Questa narrativa fondata su menzogne, distorsioni e omissioni è servita a costruire un vero e proprio romanzo criminale in cui è confluito inesorabilmente tutto il materiale nero sugli ebrei formatosi nell’arco di millenni.
In tal modo, la micidiale macchina del fango messa in moto alla fine degli anni ’60 dagli stati arabi perdenti con la complicità dell’Unione Sovietica ha risarcito i vinti sul campo di battaglia, concedendo loro uno straordinario successo sul piano della propaganda.
La marchiatura a fuoco di Israele, la sua demonizzazione attraverso l’uso di parole stigmatizzanti come «colonialista», «razzista», «genocida», «nazista», è oggi diventata una terribile banalità.
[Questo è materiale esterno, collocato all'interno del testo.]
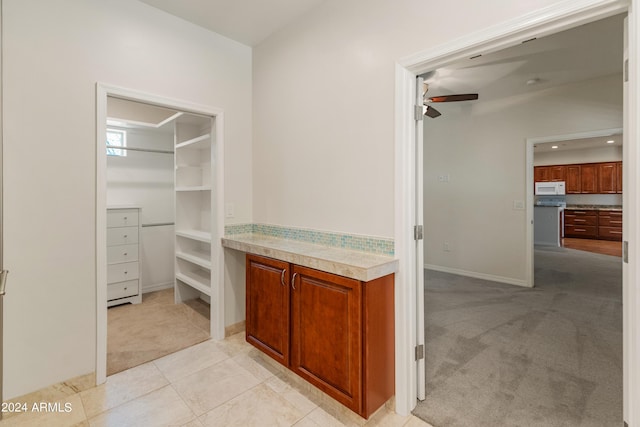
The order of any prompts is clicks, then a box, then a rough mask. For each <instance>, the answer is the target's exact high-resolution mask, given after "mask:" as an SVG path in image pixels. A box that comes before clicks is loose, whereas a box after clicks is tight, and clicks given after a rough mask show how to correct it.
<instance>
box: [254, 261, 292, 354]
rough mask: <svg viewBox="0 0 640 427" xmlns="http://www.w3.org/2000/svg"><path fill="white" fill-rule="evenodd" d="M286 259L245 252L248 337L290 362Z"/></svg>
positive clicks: (287, 265) (265, 349) (287, 296)
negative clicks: (246, 253)
mask: <svg viewBox="0 0 640 427" xmlns="http://www.w3.org/2000/svg"><path fill="white" fill-rule="evenodd" d="M290 274H291V268H290V266H289V263H286V262H283V261H278V260H275V259H266V258H261V257H256V256H253V255H248V256H247V295H246V297H247V322H246V338H247V341H248V342H249V343H251V344H253V345H254V346H255V347H257V348H259V349H260V350H262V351H263V352H264V353H266V354H268V355H269V356H271V357H272V358H273V359H275V360H277V361H278V362H280V363H282V364H283V365H286V366H288V365H289V329H290V328H289V294H290V292H289V277H290Z"/></svg>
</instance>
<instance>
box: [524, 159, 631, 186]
mask: <svg viewBox="0 0 640 427" xmlns="http://www.w3.org/2000/svg"><path fill="white" fill-rule="evenodd" d="M533 175H534V181H535V182H548V181H565V183H566V186H565V190H566V193H567V194H612V193H622V162H606V163H583V164H575V165H553V166H536V167H534V172H533Z"/></svg>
Quella stessa banalità semantica dileggiante e patibolare che negli anni ’30 e poi ’40 veniva adoperata in Europa prima che si passasse allo sterminio organizzato.
Oggi, l’antisemitismo si ricicla con la maschera presentabile dell’antisionismo, in voga tanto nelle manifestazioni di piazza dove si inneggia alla distruzione di Israele, quanto nei salotti «colti» e in ambito accademico e mediatico.
Si tratta di degradare in effigie ciò che non si può distruggere materialmente, vera e propria propedeutica per l’omicidio che si spera di tornare un giorno a commettere mentre il mondo assiste indifferente”.
N.d.R A distanza di sei anni da quando furono scritte, queste parole si sonno rivelate tragicamente profetiche. L’unica nota positiva, per il momento, è che il mondo civile non sta assistendo indifferente, ma c’è un ma assai ingombrante.
Bisogna essere chiari su di un punto, al di là delle carenze di Israele nel non avere saputo prevenire il massacro di 1300 suoi concittadini, al di là del jihadismo di Hamas, i responsabili morali di quello che è successo sono stati e sono tutti coloro che, nei decenni trascorsi, ogniqualvolta Israele ha agito per difendersi, è stato costretto a bombardare Gaza, gli hanno puntato il loro dito accusatore contro, hanno permesso che si allestissero tribunali nelle piazze e commissioni di inchiesta all’ONU nelle quali Israele veniva accusato di crimini di guerra. L’Europa in prima linea, l’Europa prona alla narrativa vittimista palestinese, ma anche, gli Stati Uniti, con alcune amministrazioni particolarmente ostili a Israele, come l’Amministrazione Obama responsabile della Risoluzione 2334 la peggiore mai avallata da un governo americano contro lo Stato ebraico e una delle peggiori in assoluto mai partorite dall’ONU.
Ora Europa e Stati Uniti fanno a gara di solidarietà, ma quanto durerà? Sembra che l’Amministrazione Biden abbia dato il proprio avallo alla distruzione di Hamas, e che non ci saranno i soliti richiami all’uso “proporzionato” della forza. Ci auguriamo che sia vero. Come l’ISIS, come il Terzo Reich, di cui prosegue la volontà eliminazionista nei confronti degli ebrei, Hamas deve essere distrutto.